Supporters of a troop increase say it would allow for a serious push for security in Baghdad, giving the government of Prime Minister Nouri al-Maliki breathing room to make the political decisions necessary to relaunch a "national reconciliation" drive. More US troops and money would also be put into stepped-up training of Iraqi security forces.
But critics say an increase in US troops could reduce the pressure on the Maliki government for crucial political decisions, even while inflaming Iraqi public opinion that is increasingly hostile to the US presence.
"We've already increased troop levels, and things haven't gotten any better," says Mr. Korb, who served in the Pentagon under the Reagan administration. He notes that US troop levels dipped to nearly 100,000 earlier this year before sectarian violence began ratcheting up.
Others who have supported sending in more troops in the past say the time when it could make a difference has probably passed. "I have made the argument for more troops for some time, but I no longer do because I think it's too late," says Mr. Ullman of CSIS.
The additional US troops with the right skills to potentially make a difference in Baghdad and with training Iraqi forces aren't simply sitting around somewhere at the ready, he says. Preparing them would take six months to a year, he adds.

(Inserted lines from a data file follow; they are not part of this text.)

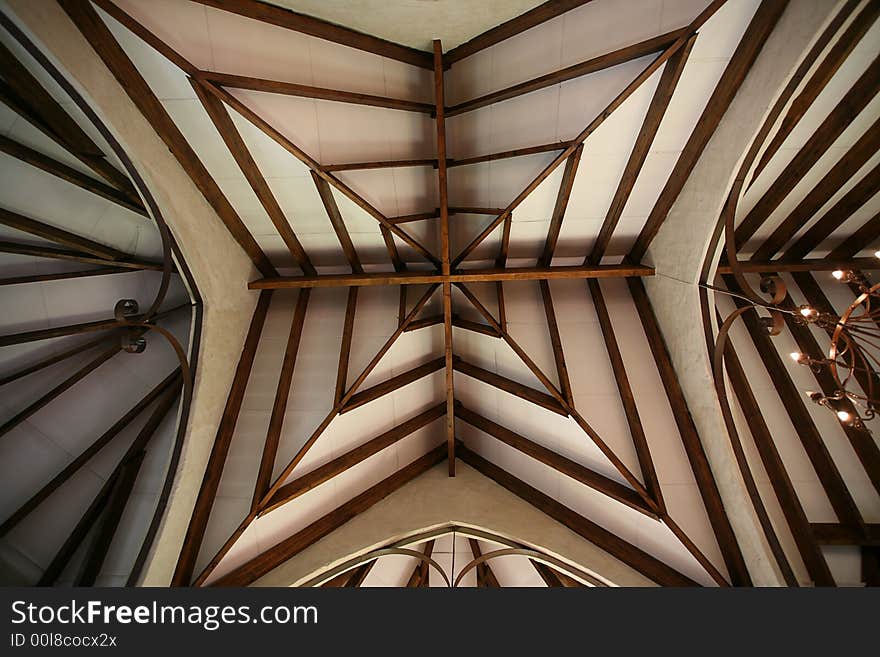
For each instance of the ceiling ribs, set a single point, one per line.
(560, 464)
(26, 97)
(646, 73)
(634, 557)
(824, 72)
(690, 438)
(466, 276)
(351, 458)
(105, 494)
(104, 44)
(285, 473)
(517, 25)
(282, 393)
(656, 111)
(795, 516)
(269, 559)
(843, 114)
(832, 482)
(439, 96)
(224, 125)
(69, 174)
(198, 523)
(843, 170)
(316, 27)
(747, 51)
(627, 398)
(602, 62)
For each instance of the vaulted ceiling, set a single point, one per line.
(449, 221)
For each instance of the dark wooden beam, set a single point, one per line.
(792, 400)
(565, 187)
(465, 276)
(556, 343)
(637, 82)
(656, 111)
(509, 386)
(508, 29)
(392, 384)
(690, 438)
(830, 533)
(845, 168)
(71, 468)
(824, 72)
(569, 468)
(750, 46)
(282, 393)
(627, 398)
(614, 58)
(306, 91)
(439, 102)
(843, 114)
(638, 559)
(351, 458)
(863, 191)
(74, 256)
(69, 174)
(102, 41)
(269, 559)
(516, 152)
(808, 265)
(786, 495)
(59, 389)
(291, 20)
(198, 522)
(224, 125)
(59, 236)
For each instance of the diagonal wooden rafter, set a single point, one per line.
(637, 82)
(238, 149)
(111, 53)
(747, 51)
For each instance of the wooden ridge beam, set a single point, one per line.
(690, 438)
(843, 114)
(305, 91)
(509, 386)
(844, 169)
(464, 276)
(826, 470)
(291, 20)
(198, 522)
(786, 495)
(111, 53)
(269, 559)
(282, 393)
(638, 559)
(656, 111)
(565, 187)
(337, 466)
(75, 256)
(567, 467)
(600, 118)
(614, 58)
(236, 146)
(824, 72)
(69, 174)
(627, 398)
(392, 384)
(37, 498)
(747, 51)
(509, 29)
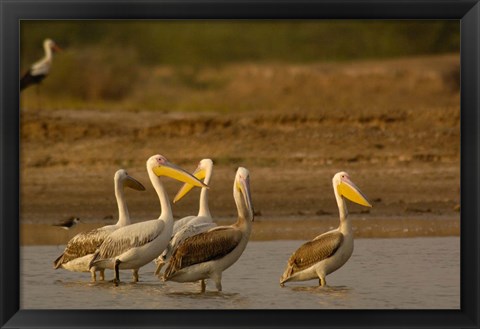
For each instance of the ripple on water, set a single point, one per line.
(415, 273)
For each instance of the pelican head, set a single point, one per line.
(123, 177)
(241, 188)
(160, 166)
(204, 166)
(49, 43)
(346, 188)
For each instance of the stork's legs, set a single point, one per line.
(135, 275)
(116, 279)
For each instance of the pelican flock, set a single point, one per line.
(80, 249)
(190, 225)
(194, 248)
(40, 69)
(133, 246)
(208, 254)
(331, 250)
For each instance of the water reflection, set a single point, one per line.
(382, 274)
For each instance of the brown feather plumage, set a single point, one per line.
(82, 244)
(203, 247)
(314, 251)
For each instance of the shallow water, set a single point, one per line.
(413, 273)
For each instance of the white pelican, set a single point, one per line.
(191, 225)
(133, 246)
(68, 223)
(40, 69)
(208, 254)
(328, 251)
(80, 249)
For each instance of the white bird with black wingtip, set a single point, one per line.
(40, 69)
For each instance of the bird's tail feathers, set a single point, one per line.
(57, 263)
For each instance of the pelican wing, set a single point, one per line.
(128, 237)
(82, 244)
(179, 224)
(204, 247)
(314, 251)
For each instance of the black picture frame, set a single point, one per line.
(467, 11)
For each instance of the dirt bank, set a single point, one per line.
(393, 125)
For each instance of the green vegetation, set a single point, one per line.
(107, 62)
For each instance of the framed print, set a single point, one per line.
(348, 131)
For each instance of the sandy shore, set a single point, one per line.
(393, 125)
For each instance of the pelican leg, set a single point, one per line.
(322, 282)
(218, 281)
(116, 279)
(159, 268)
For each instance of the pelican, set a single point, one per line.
(328, 251)
(68, 223)
(208, 254)
(190, 225)
(133, 246)
(40, 69)
(81, 248)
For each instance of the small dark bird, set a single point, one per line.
(40, 69)
(68, 223)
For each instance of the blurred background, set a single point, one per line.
(150, 64)
(293, 101)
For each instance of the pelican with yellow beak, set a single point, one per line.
(190, 225)
(208, 254)
(133, 246)
(331, 250)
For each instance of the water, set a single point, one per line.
(413, 273)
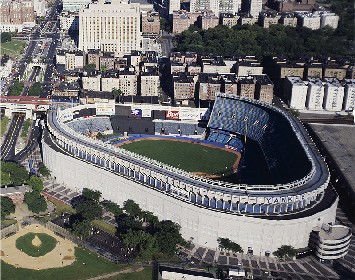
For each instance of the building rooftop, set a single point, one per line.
(339, 141)
(334, 232)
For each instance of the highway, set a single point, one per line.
(8, 147)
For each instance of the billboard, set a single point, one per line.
(172, 115)
(136, 112)
(105, 109)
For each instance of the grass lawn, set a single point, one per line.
(186, 156)
(24, 243)
(3, 126)
(104, 226)
(145, 274)
(12, 48)
(61, 207)
(94, 266)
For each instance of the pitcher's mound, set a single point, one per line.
(36, 241)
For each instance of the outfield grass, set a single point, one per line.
(24, 243)
(94, 266)
(145, 274)
(12, 48)
(186, 156)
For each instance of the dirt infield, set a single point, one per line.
(192, 141)
(61, 255)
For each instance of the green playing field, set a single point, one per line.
(191, 157)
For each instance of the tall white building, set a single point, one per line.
(349, 94)
(174, 5)
(255, 7)
(333, 95)
(74, 5)
(315, 94)
(216, 6)
(112, 27)
(296, 92)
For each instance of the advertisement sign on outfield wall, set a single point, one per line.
(172, 115)
(105, 109)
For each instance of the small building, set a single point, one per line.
(330, 242)
(333, 94)
(209, 85)
(246, 87)
(110, 80)
(207, 20)
(149, 82)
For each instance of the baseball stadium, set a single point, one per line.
(244, 170)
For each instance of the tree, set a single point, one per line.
(89, 209)
(42, 169)
(7, 206)
(5, 179)
(229, 245)
(17, 174)
(36, 183)
(82, 229)
(35, 89)
(5, 37)
(91, 194)
(35, 201)
(285, 251)
(132, 208)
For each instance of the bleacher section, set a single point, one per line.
(282, 150)
(91, 125)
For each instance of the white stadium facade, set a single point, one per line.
(260, 217)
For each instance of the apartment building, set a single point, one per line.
(150, 23)
(110, 27)
(110, 80)
(149, 82)
(295, 92)
(184, 86)
(315, 94)
(209, 85)
(16, 15)
(333, 94)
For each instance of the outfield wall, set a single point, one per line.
(202, 224)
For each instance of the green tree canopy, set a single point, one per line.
(42, 169)
(36, 183)
(112, 207)
(7, 206)
(255, 40)
(35, 201)
(229, 245)
(285, 251)
(89, 209)
(5, 37)
(82, 229)
(91, 194)
(17, 174)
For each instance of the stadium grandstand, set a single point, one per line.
(295, 198)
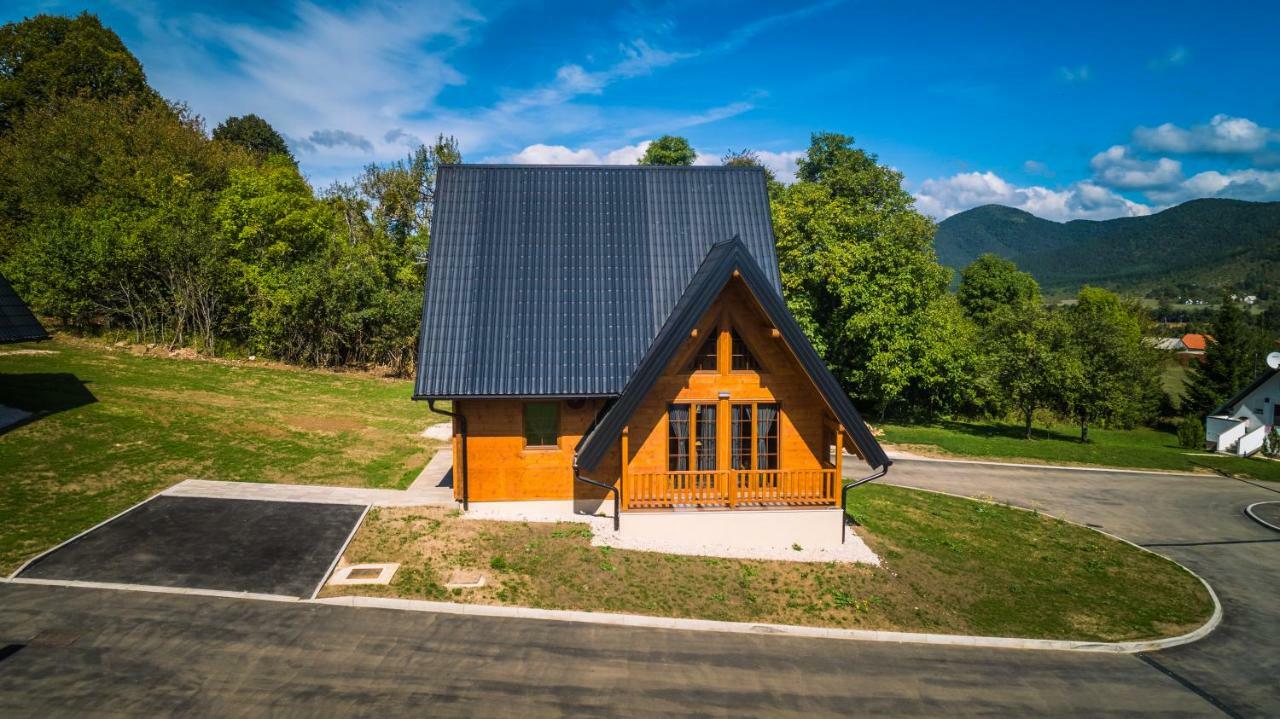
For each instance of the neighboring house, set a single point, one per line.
(1191, 348)
(621, 329)
(17, 323)
(1242, 424)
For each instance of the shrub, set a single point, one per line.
(1191, 433)
(1272, 445)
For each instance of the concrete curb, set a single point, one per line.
(1249, 512)
(681, 623)
(897, 457)
(65, 541)
(771, 630)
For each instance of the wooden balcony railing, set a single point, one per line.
(731, 489)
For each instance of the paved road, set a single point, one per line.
(1197, 521)
(73, 650)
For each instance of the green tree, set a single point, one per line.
(252, 133)
(862, 278)
(49, 56)
(749, 159)
(1118, 378)
(668, 150)
(1029, 358)
(991, 283)
(1229, 365)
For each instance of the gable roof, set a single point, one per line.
(1196, 342)
(554, 280)
(1244, 393)
(17, 323)
(705, 285)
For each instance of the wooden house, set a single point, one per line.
(620, 333)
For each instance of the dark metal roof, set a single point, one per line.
(554, 280)
(703, 289)
(17, 323)
(1244, 393)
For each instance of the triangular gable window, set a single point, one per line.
(743, 357)
(705, 357)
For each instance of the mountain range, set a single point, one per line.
(1196, 248)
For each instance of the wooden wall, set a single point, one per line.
(502, 468)
(499, 465)
(781, 379)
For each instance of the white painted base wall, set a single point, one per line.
(736, 534)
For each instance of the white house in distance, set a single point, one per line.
(1240, 425)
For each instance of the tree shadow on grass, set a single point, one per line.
(41, 394)
(1005, 430)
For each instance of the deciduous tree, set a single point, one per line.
(668, 150)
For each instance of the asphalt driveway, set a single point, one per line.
(67, 650)
(277, 548)
(1197, 521)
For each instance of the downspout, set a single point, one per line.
(844, 497)
(462, 427)
(617, 503)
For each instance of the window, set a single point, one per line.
(743, 357)
(705, 438)
(707, 356)
(766, 436)
(740, 442)
(542, 424)
(828, 445)
(677, 438)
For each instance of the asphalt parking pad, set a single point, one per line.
(283, 548)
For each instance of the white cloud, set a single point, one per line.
(1118, 166)
(1224, 134)
(1260, 186)
(1079, 73)
(1037, 168)
(784, 164)
(1083, 200)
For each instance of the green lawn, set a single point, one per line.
(115, 427)
(951, 566)
(1141, 448)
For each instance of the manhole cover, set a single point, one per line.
(364, 575)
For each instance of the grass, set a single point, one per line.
(114, 427)
(1142, 448)
(951, 566)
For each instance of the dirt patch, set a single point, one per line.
(324, 422)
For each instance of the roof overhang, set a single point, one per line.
(716, 270)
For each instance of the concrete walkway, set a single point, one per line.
(433, 488)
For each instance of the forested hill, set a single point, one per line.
(1206, 243)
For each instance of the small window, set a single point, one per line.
(677, 438)
(542, 424)
(743, 357)
(705, 358)
(766, 436)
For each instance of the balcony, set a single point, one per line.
(731, 489)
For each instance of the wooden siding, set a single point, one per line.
(502, 468)
(499, 465)
(803, 413)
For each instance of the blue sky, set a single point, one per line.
(1068, 110)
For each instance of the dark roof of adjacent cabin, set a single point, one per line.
(17, 323)
(1244, 393)
(705, 285)
(554, 280)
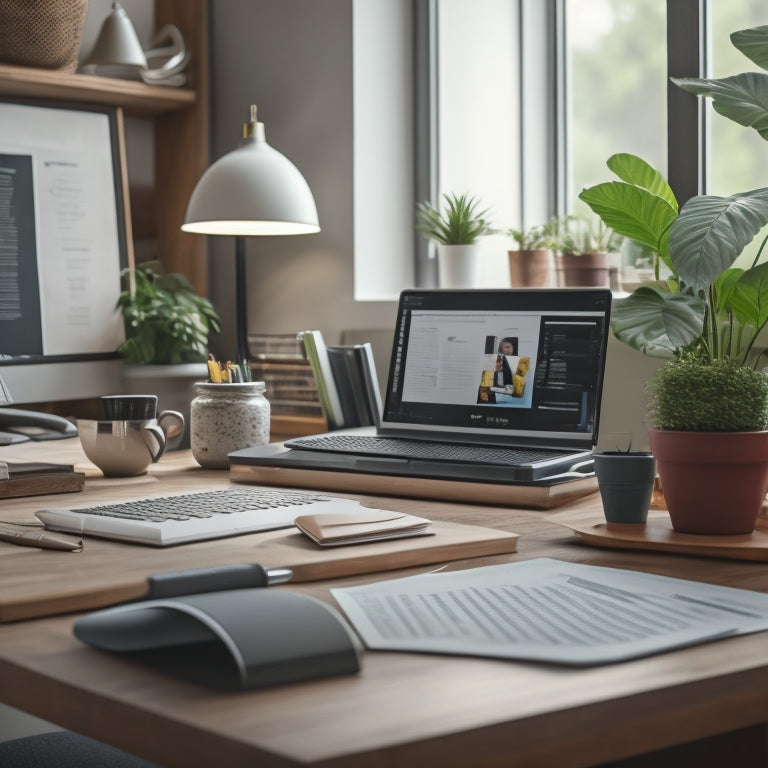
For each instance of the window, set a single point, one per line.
(521, 102)
(615, 100)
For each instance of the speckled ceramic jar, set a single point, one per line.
(225, 418)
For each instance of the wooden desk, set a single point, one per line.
(406, 709)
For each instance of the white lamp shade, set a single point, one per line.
(253, 190)
(117, 46)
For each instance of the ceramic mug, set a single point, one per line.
(125, 447)
(120, 407)
(626, 482)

But beyond that, Ullman says the Maliki government is beholden to political powers sustained by dozens of militias. "That's not something the US military is in a position to do anything about," he says.
Korb says sending in more troops risks signaling to the Iraqi army that it is under no increasing pressure to take on more of the burden – a point made in congressional testimony last week by Gen. John Abizaid, commander of US forces in the Middle East.
Some observers say any increase in troops would fly in the face of public opinion as expressed in the midterm elections. Polls released last week show support for Bush's handling of Iraq falling to new lows.